INTA “extremely disappointed” as WTO issues plain-packaging ruling
In a landmark ruling, the World Trade Organisation (WTO) has upheld Australia’s plain-packaging regime for tobacco as being consistent with the WTO’s trade obligations. Responding to the decision, which is under appeal, INTA issued a statement that it is “extremely disappointed” by the ruling.
Originally introduced in 2012, Australia’s plain-packaging law bans logos and distinctive packaging on all tobacco products sold in the country. The law has been the focus of a number of lawsuits, including a six-year legal battle between the Australian government and tobacco giant Philip Morris (which, it was recently revealed, cost the Australian government nearly £40 million to defend). However, the WTO action – initiated in 2012 when Honduras brought a case against the regime and was subsequently followed by Cuba, Indonesia and the Dominican Republic – has long been regarded as the key challenge to plain-packaging legislation.

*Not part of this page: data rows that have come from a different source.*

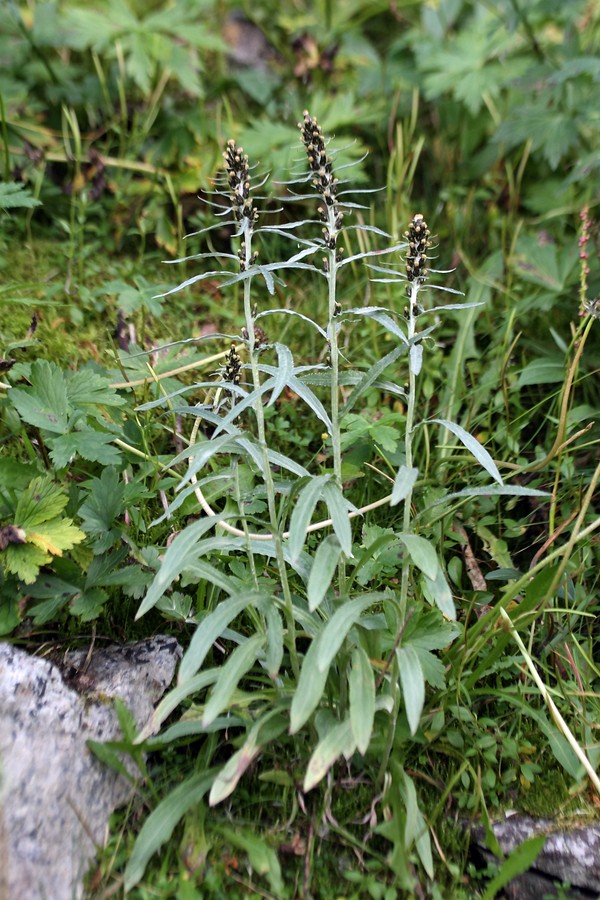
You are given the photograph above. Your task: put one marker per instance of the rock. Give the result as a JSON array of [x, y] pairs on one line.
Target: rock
[[55, 795], [571, 856]]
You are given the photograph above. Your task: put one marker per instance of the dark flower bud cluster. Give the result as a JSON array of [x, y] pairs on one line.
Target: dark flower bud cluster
[[233, 366], [416, 256], [238, 177], [323, 180]]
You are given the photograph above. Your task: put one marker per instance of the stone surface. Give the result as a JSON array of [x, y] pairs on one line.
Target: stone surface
[[55, 796], [571, 856]]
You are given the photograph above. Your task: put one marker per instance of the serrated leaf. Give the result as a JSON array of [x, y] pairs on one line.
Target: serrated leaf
[[56, 536], [413, 684], [40, 501], [474, 447], [361, 692], [96, 446], [86, 388], [44, 404], [24, 561]]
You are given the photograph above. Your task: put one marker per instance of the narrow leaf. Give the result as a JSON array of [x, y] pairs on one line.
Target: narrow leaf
[[308, 498], [241, 661], [324, 565], [472, 444], [339, 508], [160, 824], [413, 684], [422, 553], [309, 691], [361, 684], [333, 635], [175, 558], [403, 484], [209, 630], [519, 861], [337, 741]]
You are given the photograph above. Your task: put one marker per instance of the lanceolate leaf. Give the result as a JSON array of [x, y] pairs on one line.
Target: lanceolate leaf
[[160, 824], [324, 565], [403, 484], [334, 633], [241, 661], [473, 445], [308, 498], [361, 684], [210, 629], [422, 553], [413, 685], [338, 740]]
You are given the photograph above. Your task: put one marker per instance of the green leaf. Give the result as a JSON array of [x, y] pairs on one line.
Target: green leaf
[[45, 403], [416, 830], [177, 555], [89, 389], [361, 689], [160, 824], [283, 373], [56, 536], [422, 553], [229, 776], [306, 501], [474, 447], [333, 635], [324, 565], [338, 740], [519, 861], [210, 628], [339, 508], [437, 591], [542, 371], [413, 684], [13, 194], [274, 650], [403, 484], [263, 859], [105, 502], [41, 500], [311, 685], [241, 661], [96, 446], [174, 697]]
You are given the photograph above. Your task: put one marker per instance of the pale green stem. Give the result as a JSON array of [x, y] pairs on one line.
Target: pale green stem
[[406, 524], [267, 474], [410, 417]]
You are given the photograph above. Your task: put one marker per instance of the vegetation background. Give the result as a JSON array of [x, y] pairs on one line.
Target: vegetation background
[[485, 118]]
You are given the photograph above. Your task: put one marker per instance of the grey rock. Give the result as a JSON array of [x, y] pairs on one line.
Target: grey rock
[[571, 856], [55, 795]]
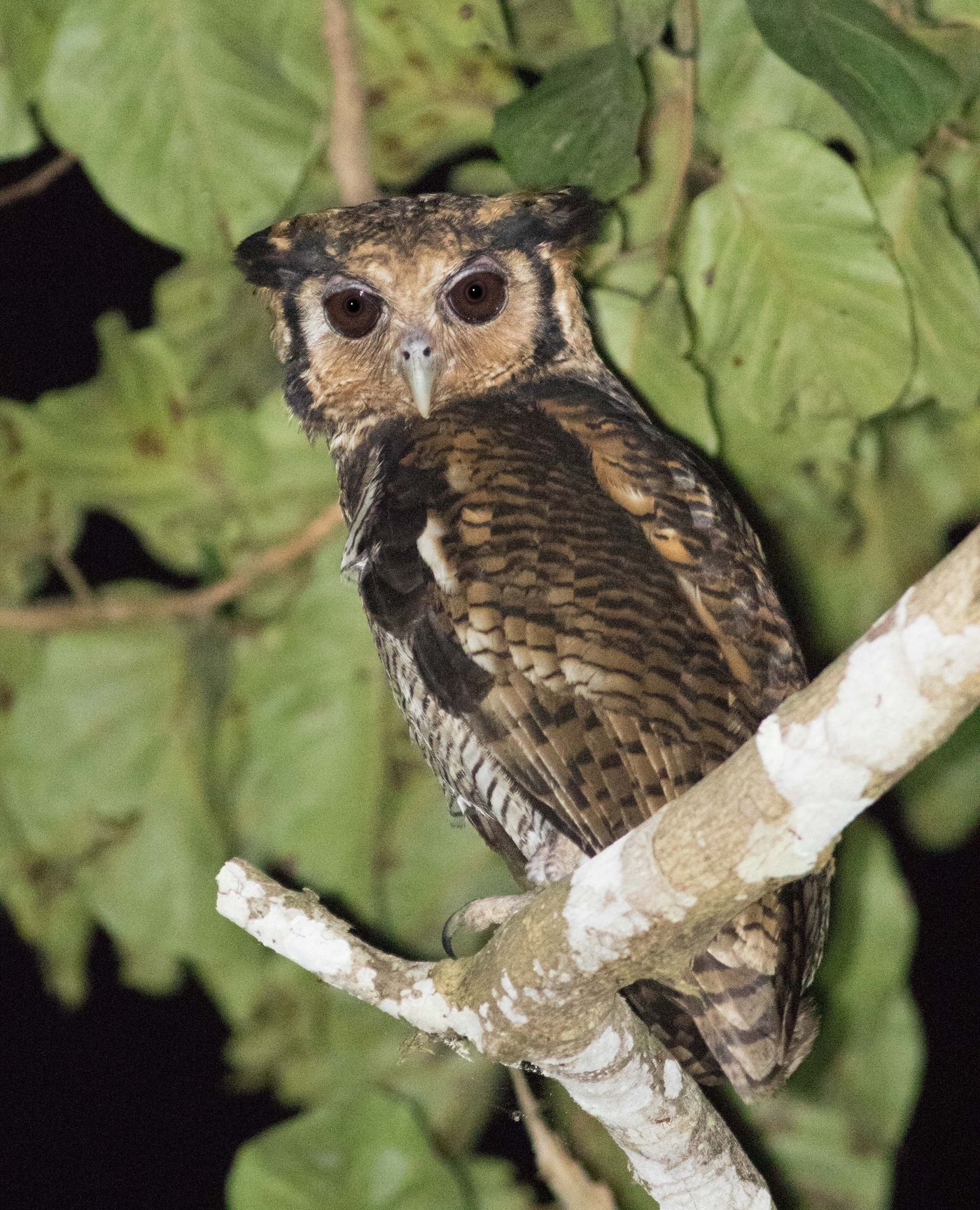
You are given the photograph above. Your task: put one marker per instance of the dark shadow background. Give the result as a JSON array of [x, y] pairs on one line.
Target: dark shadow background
[[125, 1102]]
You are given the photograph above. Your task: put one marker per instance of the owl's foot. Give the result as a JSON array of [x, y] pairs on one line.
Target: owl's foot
[[482, 914]]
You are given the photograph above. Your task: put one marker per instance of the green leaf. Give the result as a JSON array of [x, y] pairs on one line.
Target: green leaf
[[102, 778], [183, 113], [545, 31], [432, 80], [641, 22], [915, 476], [649, 344], [18, 136], [943, 281], [955, 11], [797, 308], [743, 86], [44, 904], [312, 694], [216, 327], [191, 478], [893, 87], [27, 29], [579, 126], [941, 796], [370, 1152]]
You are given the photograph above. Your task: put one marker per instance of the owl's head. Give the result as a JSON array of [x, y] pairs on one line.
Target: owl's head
[[397, 305]]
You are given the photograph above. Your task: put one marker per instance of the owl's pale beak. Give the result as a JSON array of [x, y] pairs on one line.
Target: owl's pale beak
[[418, 366]]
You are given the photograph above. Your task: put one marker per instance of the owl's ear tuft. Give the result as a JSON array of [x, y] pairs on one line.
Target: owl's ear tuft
[[573, 214], [264, 258], [564, 219]]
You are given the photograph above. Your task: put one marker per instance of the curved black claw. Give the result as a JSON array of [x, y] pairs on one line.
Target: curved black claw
[[449, 929]]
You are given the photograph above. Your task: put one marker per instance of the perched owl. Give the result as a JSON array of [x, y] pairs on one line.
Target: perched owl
[[573, 612]]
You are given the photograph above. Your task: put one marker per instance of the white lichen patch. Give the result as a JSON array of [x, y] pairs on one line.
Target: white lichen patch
[[599, 913], [885, 703], [673, 1080], [310, 943], [431, 1012]]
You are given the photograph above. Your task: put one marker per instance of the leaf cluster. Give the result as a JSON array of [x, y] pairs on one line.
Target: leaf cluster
[[788, 276]]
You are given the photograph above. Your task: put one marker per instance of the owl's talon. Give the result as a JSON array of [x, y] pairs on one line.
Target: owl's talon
[[479, 915]]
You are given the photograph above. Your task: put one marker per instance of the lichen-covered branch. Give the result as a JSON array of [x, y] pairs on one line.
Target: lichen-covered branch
[[350, 148], [678, 1145], [543, 989]]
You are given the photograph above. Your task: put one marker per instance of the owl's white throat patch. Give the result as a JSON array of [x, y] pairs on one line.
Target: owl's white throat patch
[[430, 544]]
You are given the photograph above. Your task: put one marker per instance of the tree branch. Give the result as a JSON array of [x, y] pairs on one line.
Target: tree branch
[[556, 1167], [350, 147], [83, 615], [38, 182], [545, 987]]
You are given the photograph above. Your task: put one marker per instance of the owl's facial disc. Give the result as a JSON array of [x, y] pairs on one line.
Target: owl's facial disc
[[418, 366]]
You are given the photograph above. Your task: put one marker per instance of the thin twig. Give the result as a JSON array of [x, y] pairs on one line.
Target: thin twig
[[46, 617], [350, 148], [686, 49], [36, 182], [69, 571], [558, 1168]]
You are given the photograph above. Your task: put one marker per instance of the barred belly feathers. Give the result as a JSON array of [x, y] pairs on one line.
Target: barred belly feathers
[[573, 612]]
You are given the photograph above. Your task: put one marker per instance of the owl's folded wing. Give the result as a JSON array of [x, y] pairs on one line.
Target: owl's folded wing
[[609, 660]]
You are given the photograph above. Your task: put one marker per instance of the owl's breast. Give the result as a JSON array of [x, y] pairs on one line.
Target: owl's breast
[[468, 772]]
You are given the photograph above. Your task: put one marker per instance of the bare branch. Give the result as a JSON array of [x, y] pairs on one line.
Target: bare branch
[[556, 1167], [545, 987], [350, 147], [38, 182], [84, 615]]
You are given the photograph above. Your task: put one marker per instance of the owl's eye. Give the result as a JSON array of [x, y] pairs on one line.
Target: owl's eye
[[352, 311], [478, 297]]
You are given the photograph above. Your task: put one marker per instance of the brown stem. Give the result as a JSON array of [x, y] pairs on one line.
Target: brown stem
[[349, 153], [558, 1168], [46, 617], [36, 182]]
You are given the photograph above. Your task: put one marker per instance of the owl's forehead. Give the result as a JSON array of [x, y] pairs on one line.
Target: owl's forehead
[[410, 242]]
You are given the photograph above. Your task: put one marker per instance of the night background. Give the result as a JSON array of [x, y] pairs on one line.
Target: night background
[[129, 1099]]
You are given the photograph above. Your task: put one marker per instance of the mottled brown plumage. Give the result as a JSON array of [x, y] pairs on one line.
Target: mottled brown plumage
[[573, 612]]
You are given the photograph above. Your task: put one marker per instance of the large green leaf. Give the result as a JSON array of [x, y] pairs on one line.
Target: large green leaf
[[545, 31], [743, 86], [941, 795], [18, 136], [40, 894], [797, 308], [314, 776], [149, 442], [579, 126], [916, 474], [36, 518], [432, 80], [102, 778], [649, 344], [895, 87], [943, 281], [184, 113], [370, 1152]]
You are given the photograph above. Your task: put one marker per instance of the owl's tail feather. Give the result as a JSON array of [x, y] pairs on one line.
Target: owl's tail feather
[[701, 1035]]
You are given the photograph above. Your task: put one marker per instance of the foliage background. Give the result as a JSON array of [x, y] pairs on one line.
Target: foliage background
[[788, 276]]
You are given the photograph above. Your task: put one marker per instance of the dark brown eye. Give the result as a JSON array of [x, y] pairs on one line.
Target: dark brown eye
[[352, 311], [478, 297]]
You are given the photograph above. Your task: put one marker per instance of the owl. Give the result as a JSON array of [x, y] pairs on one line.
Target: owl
[[574, 615]]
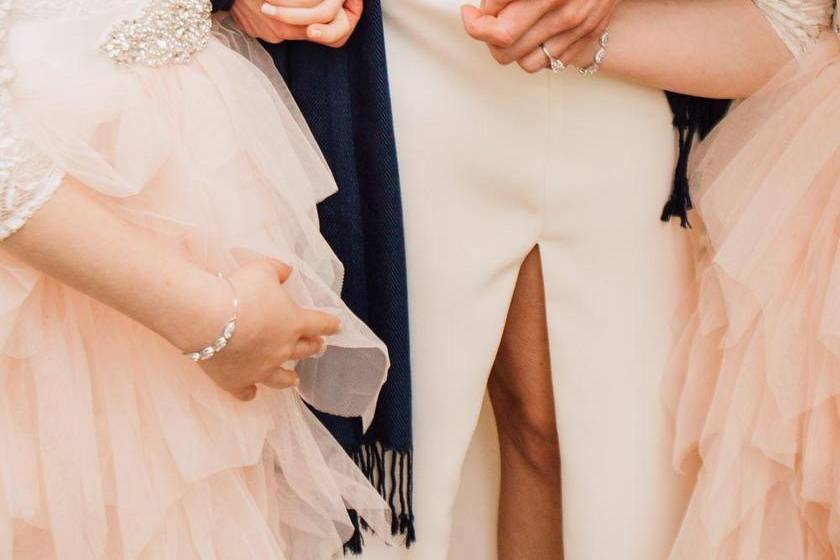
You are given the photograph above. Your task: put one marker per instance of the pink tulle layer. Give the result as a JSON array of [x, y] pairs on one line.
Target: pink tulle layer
[[755, 382], [113, 444]]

On 28 June the WTO panel rejected the key argument that Australia’s plain-packaging legislation unjustifiably infringes the trademark rights of tobacco companies. The panel also rejected claims that alternative measures would be equally effective and arguments that it would improve public health.
The World Health Organisation (WHO) praised the decision, stating that it cleared “another legal hurdle thrown up in the tobacco industry’s efforts to block tobacco control and is likely to accelerate implementation of plain packaging around the globe”. Talking to World Trademark Review, a spokesperson for the Canadian Cancer Society agreed that the decision “gives a big boost to international momentum in favour of plain packaging”, adding that “plain packaging in far more countries is inevitable”.
However, INTA was quick to express its disappointment with the ruling, stating that “given the importance to brand owners, trademark professionals and society, the association is studying the WTO report in-depth to determine next steps”.
Providing an industry perspective, Geir Ulle, international trade director of Japan Tobacco International, claimed that the ruling is a significant step backwards for IP rights. “It sets a dangerous precedent that could encourage governments to ban branding on other products without providing any reliable evidence of benefits to public health. This ruling doesn’t make the policy right or effective, nor does it make it worth copying.”
Honduras filed an appeal against the ruling on 19 July.